Sul posto operavano anche delle squadre di militari i quali avevano il compito di spostare il materiale franato alla ricerca delle salme. Una volta che avvistavano un qualche segno di salma, avvertivano noi vigili del fuoco per il recupero, questo era il nostro compito.
Spesso le salme recuperate si trovavano in uno stato pietoso. Quasi sempre nude, spesso ferite dallo sfregamento tra i detriti o tronchi d’albero, se non addirittura squarciate. Deponevamo questi poveri corpi in una bara, a volte accompagnati da qualche arto, un braccio o una gamba, staccatosi da qualche altro corpo.
Spesso per riconoscerne il sesso, ci servivamo di un pezzo di legno e frugavamo tra le loro cosce. I mezzi di protezione in nostra dotazione per questo tipo di lavoro (a quel tempo) era di un paio di guanti come quelli che usano, oggi, le massaie per lavare i piatti e una semplice mascherina di carta. Sul posto di lavoro rimanevamo dalla mattina presto sino al tramonto e il pranzo di mezzogiorno lo consumavamo accanto alle salme e qui entra in gioco la bustina contenente il cognac.
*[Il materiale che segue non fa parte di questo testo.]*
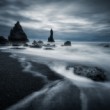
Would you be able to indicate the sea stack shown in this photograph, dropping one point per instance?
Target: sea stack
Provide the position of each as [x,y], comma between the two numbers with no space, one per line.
[51,39]
[17,34]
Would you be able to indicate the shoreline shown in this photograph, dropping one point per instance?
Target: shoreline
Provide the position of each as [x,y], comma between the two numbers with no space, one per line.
[16,84]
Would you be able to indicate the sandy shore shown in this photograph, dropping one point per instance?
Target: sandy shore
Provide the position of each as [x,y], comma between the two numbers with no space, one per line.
[16,84]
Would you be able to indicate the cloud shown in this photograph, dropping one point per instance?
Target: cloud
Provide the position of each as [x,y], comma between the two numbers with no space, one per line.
[73,17]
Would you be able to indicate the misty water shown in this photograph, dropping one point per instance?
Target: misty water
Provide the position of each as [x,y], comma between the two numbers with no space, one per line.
[94,95]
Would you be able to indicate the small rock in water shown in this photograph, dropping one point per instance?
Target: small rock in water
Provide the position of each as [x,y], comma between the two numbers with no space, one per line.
[67,43]
[93,73]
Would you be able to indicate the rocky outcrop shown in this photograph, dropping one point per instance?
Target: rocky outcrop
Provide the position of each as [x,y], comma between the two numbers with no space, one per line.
[51,39]
[93,73]
[17,34]
[35,44]
[67,43]
[3,40]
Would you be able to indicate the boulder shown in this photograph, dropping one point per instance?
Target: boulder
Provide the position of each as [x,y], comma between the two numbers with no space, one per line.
[51,39]
[93,73]
[67,43]
[17,34]
[3,40]
[40,42]
[35,44]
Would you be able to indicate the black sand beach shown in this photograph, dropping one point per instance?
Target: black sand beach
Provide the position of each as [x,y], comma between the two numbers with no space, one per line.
[16,84]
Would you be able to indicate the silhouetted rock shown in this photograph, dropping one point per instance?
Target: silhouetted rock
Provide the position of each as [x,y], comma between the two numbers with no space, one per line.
[35,44]
[40,42]
[51,39]
[3,41]
[26,45]
[93,73]
[67,43]
[17,34]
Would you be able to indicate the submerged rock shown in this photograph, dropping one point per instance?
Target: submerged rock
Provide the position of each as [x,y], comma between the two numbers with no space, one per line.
[93,73]
[40,42]
[51,39]
[67,43]
[17,34]
[35,44]
[3,40]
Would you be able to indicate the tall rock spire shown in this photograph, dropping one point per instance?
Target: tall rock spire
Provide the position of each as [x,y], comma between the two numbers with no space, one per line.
[17,34]
[51,39]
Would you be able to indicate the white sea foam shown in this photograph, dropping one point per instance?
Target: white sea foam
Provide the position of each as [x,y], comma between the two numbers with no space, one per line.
[58,59]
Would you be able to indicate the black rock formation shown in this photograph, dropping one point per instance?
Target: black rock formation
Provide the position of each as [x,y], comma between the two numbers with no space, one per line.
[17,34]
[67,43]
[51,39]
[3,40]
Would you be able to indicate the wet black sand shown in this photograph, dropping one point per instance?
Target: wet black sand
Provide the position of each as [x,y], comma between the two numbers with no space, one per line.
[16,84]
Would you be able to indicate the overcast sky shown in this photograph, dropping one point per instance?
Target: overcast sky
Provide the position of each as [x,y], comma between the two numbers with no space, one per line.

Come si poteva toccare il cibo con le mani sporche di tutto? Togliersi i guanti stessi era infettarsi le mani! Allora toglievo i guanti, prendevo la bustina di cognac, che alla mattina avevo infilato nella tasca della tuta, e con questo liquido cercavo, per quanto mi era possibile, di disinfettarmi le mani e poi cercavo di mangiare senza guardare il panorama che mi stava attorno.
Su questo disastro fu nominata una Commissione di inchiesta la quale disponeva di due mesi di tempo per presentare una relazione. Il suo compito era quello di accertare le cause, che determinarono la catastrofe. La Commissione finì il suo lavoro tre mesi dopo.
Il 20 di febbraio 1968 il Giudice istruttore di Belluno, Mario Fabbri, depositò la sentenza del procedimento penale contro politici e dirigenti della SADE. Il processo di Primo Grado, si tenne a L’Aquila, e si concluse il 17 dicembre del 1969.
Ci furono condanne per disastro colposo di frana e disastro colposo d’inondazione, aggravati dalla previsione dell’evento e omicidi colposi plurimi aggravati.